Шрифт:
Интервал:
Закладка:
Жестокосердный отлично знал, что у нас с тобою, сын мой, нет ни гроша. Я убеждал его изменить решение. Говорил я настойчиво, умильно и даже назидательно. Пустая трата времени! Зря расточал я свое красноречие, которое, не сомневаюсь, принесло бы мне почет и деньги, если б я вещал с церковной кафедры. Увы, сын мой, видно, так уж предначертано, что ни одно мое деяние не приносит на земле сладостного плода, и, должно быть, про меня сказал Екклезиаст:
«Quid habet amplius homo de universo labore suo, quo laborat sub sole»?[161]

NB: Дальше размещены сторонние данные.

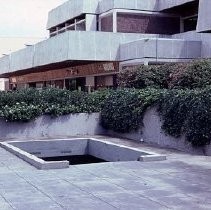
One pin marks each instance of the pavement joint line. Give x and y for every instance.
(37, 188)
(83, 190)
(162, 205)
(8, 202)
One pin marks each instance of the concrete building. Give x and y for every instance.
(90, 41)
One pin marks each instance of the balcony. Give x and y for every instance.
(160, 49)
(69, 46)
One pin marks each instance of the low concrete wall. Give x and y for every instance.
(88, 124)
(153, 134)
(45, 126)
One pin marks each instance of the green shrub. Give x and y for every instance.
(28, 104)
(124, 108)
(187, 112)
(196, 74)
(21, 112)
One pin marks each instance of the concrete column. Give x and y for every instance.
(204, 17)
(114, 21)
(91, 22)
(4, 84)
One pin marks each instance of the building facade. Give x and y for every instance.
(90, 41)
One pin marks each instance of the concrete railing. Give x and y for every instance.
(159, 48)
(71, 45)
(71, 9)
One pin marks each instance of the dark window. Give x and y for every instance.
(147, 24)
(190, 24)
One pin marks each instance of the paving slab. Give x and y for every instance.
(180, 182)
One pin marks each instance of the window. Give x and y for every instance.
(190, 23)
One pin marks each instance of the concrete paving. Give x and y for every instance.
(181, 182)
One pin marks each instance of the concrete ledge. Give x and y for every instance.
(106, 150)
(148, 158)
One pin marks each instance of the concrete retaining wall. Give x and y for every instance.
(45, 126)
(153, 134)
(88, 124)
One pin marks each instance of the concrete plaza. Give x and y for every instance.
(180, 182)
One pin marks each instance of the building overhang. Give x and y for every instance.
(160, 49)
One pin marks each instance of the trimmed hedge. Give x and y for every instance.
(27, 104)
(187, 112)
(124, 109)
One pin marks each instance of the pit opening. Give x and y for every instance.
(76, 159)
(60, 153)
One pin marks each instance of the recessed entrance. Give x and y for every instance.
(76, 159)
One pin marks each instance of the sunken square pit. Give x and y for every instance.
(56, 154)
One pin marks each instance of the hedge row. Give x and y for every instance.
(183, 112)
(196, 74)
(25, 105)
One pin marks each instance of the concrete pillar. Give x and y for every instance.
(91, 22)
(115, 21)
(4, 84)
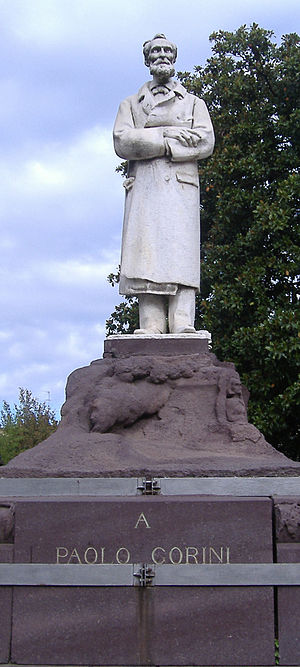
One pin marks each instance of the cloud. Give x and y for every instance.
(65, 66)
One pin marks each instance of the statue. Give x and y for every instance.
(162, 131)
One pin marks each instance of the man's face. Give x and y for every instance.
(161, 60)
(161, 52)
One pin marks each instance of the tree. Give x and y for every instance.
(24, 426)
(250, 238)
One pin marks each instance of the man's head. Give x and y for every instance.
(160, 55)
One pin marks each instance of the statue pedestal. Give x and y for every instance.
(159, 405)
(157, 486)
(177, 572)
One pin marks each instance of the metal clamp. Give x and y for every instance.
(149, 486)
(144, 575)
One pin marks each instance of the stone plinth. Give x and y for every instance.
(128, 625)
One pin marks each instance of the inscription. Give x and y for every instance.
(142, 519)
(207, 555)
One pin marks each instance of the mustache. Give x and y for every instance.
(165, 69)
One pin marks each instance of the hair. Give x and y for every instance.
(147, 47)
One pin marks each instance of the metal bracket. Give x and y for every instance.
(149, 486)
(144, 575)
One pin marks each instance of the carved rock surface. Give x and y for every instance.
(175, 415)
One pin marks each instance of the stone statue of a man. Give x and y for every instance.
(162, 131)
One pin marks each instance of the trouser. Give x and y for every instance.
(181, 311)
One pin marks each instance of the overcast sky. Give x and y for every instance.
(65, 66)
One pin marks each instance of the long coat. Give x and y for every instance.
(161, 231)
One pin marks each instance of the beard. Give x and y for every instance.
(163, 72)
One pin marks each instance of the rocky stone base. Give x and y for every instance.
(160, 406)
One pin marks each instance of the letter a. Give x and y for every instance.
(141, 519)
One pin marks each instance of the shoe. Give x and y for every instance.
(187, 329)
(146, 332)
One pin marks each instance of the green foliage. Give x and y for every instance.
(125, 317)
(249, 220)
(24, 426)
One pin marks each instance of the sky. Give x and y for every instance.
(65, 67)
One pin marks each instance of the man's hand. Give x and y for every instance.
(186, 136)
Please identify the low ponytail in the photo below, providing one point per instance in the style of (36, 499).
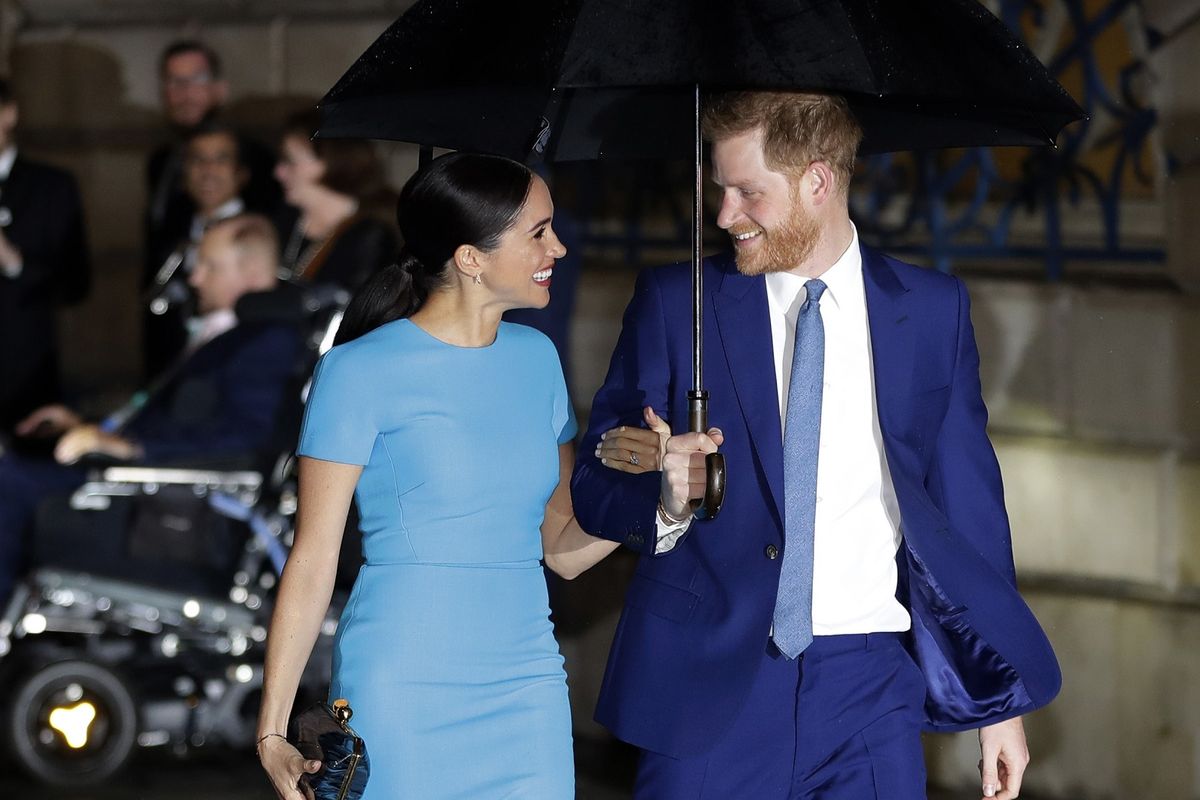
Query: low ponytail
(393, 293)
(456, 199)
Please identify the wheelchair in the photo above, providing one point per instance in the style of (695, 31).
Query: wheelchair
(143, 620)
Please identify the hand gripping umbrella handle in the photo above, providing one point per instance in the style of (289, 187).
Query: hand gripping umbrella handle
(714, 463)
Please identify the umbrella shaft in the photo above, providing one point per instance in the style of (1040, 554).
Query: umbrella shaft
(697, 276)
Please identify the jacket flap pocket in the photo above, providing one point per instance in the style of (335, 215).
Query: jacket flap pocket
(661, 599)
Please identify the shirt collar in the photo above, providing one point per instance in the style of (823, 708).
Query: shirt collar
(844, 281)
(223, 211)
(6, 160)
(204, 329)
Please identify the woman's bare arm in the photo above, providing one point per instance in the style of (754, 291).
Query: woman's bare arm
(568, 548)
(305, 589)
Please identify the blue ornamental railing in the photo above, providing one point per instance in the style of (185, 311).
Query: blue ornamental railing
(981, 204)
(949, 208)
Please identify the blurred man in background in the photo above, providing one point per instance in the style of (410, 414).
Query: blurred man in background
(217, 402)
(43, 266)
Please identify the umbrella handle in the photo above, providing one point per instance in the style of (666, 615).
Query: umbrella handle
(714, 463)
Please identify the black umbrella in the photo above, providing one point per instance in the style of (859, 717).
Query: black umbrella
(579, 79)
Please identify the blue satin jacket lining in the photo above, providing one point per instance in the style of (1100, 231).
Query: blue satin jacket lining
(969, 683)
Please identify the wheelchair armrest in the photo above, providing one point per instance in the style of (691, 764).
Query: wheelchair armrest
(213, 479)
(132, 481)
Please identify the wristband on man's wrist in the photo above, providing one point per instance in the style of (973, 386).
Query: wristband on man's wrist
(667, 518)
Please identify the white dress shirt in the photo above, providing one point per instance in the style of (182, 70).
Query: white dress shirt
(858, 518)
(6, 161)
(203, 329)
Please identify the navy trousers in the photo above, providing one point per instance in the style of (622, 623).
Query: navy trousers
(841, 722)
(24, 483)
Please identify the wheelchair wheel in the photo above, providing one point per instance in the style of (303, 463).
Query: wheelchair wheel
(72, 723)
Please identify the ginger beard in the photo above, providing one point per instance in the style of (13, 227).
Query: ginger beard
(783, 247)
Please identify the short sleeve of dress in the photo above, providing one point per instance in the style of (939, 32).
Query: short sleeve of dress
(564, 414)
(339, 423)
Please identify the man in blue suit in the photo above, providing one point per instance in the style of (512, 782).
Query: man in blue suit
(858, 584)
(215, 404)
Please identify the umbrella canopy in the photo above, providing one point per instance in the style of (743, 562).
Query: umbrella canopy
(580, 79)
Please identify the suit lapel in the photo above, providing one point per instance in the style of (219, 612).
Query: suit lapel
(743, 324)
(893, 338)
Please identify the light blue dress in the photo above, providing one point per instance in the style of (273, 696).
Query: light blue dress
(445, 650)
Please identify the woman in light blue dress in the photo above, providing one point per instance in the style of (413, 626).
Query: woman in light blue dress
(454, 432)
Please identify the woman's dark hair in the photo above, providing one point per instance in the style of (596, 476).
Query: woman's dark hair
(352, 166)
(461, 198)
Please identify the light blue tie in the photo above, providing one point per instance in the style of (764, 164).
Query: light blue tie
(802, 435)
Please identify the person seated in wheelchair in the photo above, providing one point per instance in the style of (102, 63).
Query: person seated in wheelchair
(214, 405)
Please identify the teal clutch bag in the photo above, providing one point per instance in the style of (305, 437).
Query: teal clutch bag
(323, 732)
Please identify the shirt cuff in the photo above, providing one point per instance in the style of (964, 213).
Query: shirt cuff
(669, 533)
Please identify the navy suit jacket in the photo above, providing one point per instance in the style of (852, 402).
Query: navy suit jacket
(222, 400)
(697, 618)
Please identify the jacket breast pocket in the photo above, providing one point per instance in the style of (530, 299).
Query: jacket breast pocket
(660, 599)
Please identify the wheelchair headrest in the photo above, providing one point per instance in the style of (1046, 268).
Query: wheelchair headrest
(291, 304)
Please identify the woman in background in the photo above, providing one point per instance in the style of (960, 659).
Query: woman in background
(340, 229)
(455, 431)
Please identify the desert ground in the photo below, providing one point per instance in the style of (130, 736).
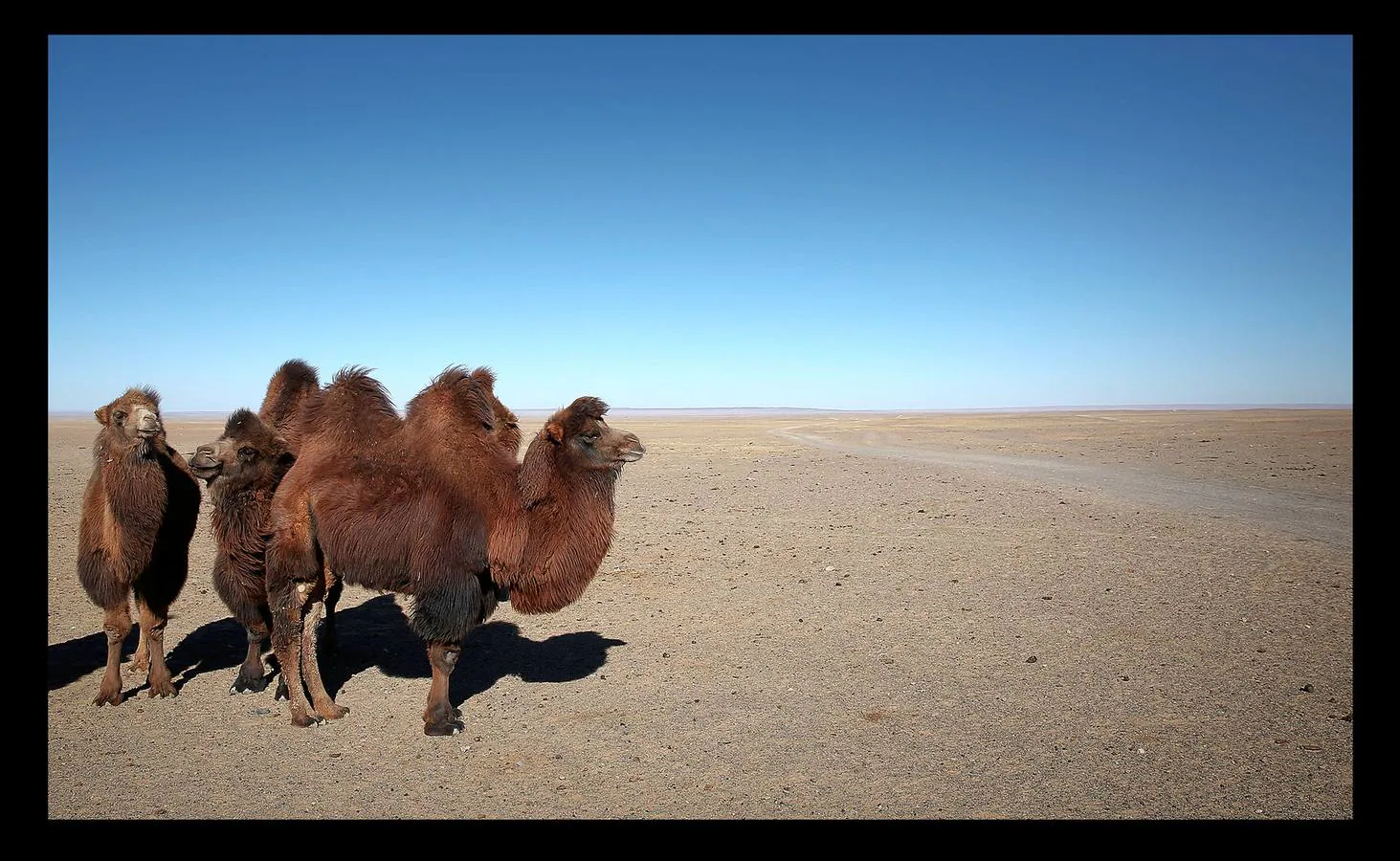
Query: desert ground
(1069, 615)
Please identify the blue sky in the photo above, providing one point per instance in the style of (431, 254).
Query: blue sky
(688, 221)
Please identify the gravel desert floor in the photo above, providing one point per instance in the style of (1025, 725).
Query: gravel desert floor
(1063, 615)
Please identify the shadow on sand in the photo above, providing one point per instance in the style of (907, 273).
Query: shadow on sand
(374, 633)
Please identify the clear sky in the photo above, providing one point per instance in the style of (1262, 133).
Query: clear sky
(689, 221)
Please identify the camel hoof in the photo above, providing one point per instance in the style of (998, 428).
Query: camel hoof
(443, 728)
(242, 685)
(333, 712)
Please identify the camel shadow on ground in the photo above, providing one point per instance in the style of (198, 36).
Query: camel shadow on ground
(377, 634)
(374, 633)
(211, 647)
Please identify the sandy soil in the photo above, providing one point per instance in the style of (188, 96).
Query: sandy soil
(1110, 615)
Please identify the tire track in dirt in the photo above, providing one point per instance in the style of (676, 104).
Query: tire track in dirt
(1308, 516)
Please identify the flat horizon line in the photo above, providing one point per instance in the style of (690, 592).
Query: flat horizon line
(819, 409)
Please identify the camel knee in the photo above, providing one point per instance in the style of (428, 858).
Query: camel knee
(117, 625)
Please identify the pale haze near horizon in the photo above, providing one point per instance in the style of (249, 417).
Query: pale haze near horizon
(889, 223)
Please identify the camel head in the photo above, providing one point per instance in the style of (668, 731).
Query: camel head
(247, 453)
(586, 441)
(133, 419)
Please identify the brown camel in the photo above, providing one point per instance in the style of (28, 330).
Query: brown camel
(567, 483)
(241, 471)
(423, 508)
(139, 513)
(420, 519)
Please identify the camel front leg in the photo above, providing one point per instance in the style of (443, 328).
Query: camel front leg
(153, 630)
(117, 623)
(289, 607)
(251, 678)
(326, 639)
(325, 706)
(142, 660)
(438, 718)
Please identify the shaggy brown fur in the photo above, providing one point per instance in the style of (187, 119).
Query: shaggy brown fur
(292, 386)
(242, 469)
(139, 514)
(567, 483)
(423, 508)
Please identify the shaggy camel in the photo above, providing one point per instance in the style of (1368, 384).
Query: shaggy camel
(425, 507)
(241, 471)
(139, 513)
(567, 483)
(420, 528)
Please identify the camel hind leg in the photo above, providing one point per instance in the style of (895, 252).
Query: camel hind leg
(117, 623)
(321, 700)
(287, 633)
(251, 678)
(438, 718)
(153, 628)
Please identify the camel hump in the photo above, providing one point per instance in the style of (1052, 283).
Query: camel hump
(456, 395)
(350, 407)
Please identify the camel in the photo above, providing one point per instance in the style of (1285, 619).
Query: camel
(241, 471)
(292, 386)
(567, 483)
(139, 513)
(435, 513)
(422, 506)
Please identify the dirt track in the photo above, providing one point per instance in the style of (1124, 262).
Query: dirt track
(1040, 616)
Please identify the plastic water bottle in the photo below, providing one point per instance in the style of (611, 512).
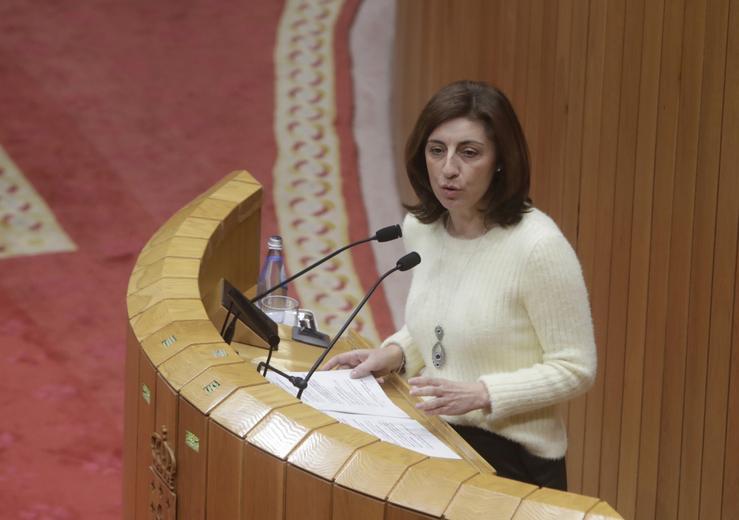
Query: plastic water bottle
(273, 268)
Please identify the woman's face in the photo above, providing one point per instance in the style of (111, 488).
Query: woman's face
(460, 159)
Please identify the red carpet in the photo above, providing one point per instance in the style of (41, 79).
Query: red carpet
(118, 113)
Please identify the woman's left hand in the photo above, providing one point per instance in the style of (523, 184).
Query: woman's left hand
(451, 397)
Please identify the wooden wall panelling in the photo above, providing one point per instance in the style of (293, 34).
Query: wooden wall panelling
(684, 172)
(641, 237)
(532, 123)
(704, 226)
(730, 155)
(505, 72)
(575, 117)
(730, 505)
(557, 133)
(723, 311)
(130, 434)
(571, 202)
(625, 167)
(307, 496)
(587, 229)
(519, 52)
(603, 397)
(662, 212)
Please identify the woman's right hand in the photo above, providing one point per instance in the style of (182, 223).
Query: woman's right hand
(376, 361)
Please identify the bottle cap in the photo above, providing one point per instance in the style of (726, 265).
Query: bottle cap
(274, 242)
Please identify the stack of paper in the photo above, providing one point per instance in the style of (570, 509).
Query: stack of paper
(362, 404)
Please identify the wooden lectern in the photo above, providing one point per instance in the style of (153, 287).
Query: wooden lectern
(206, 436)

Я не только не образумил нашего юного дворянина, но своими речами лишь укрепил его упорство, и, не скрою, сын мой, он дал мне понять, что полностью рассчитывает на меня в исполнении своих желаний; это он и послал меня спешно отыскать Иахиль с целью склонить ее к побегу, посулив ей штуку голландского полотна, посуду, драгоценности и приличное содержание.
— О учитель! — вскричал я. — Этот господин д'Анктиль редкостный наглец. Что, по-вашему, ответит Иахиль, узнав об этих предложениях?
— Сын мой, она уже знает и, полагаю, примет их благосклонно, — промолвил аббат.
— В таком случае, — с живостью возразил я, — следует открыть глаза Мозаиду.
— У Мозаида, — ответил мой добрый наставник, — глаза открыты даже слишком широко. Ты сам только что слышал последние раскаты его гнева, доносившиеся из флигеля.
— Как, сударь? — воскликнул я растроганно. — Вы открыли глаза этому иудею на бесчестие, готовое обрушиться на его семью! Как это прекрасно с вашей стороны! Дозвольте мне обнять вас. Значит, ярость Мозаида, которой мы были свидетелями, относилась к господину д'Анктилю, а не к вам?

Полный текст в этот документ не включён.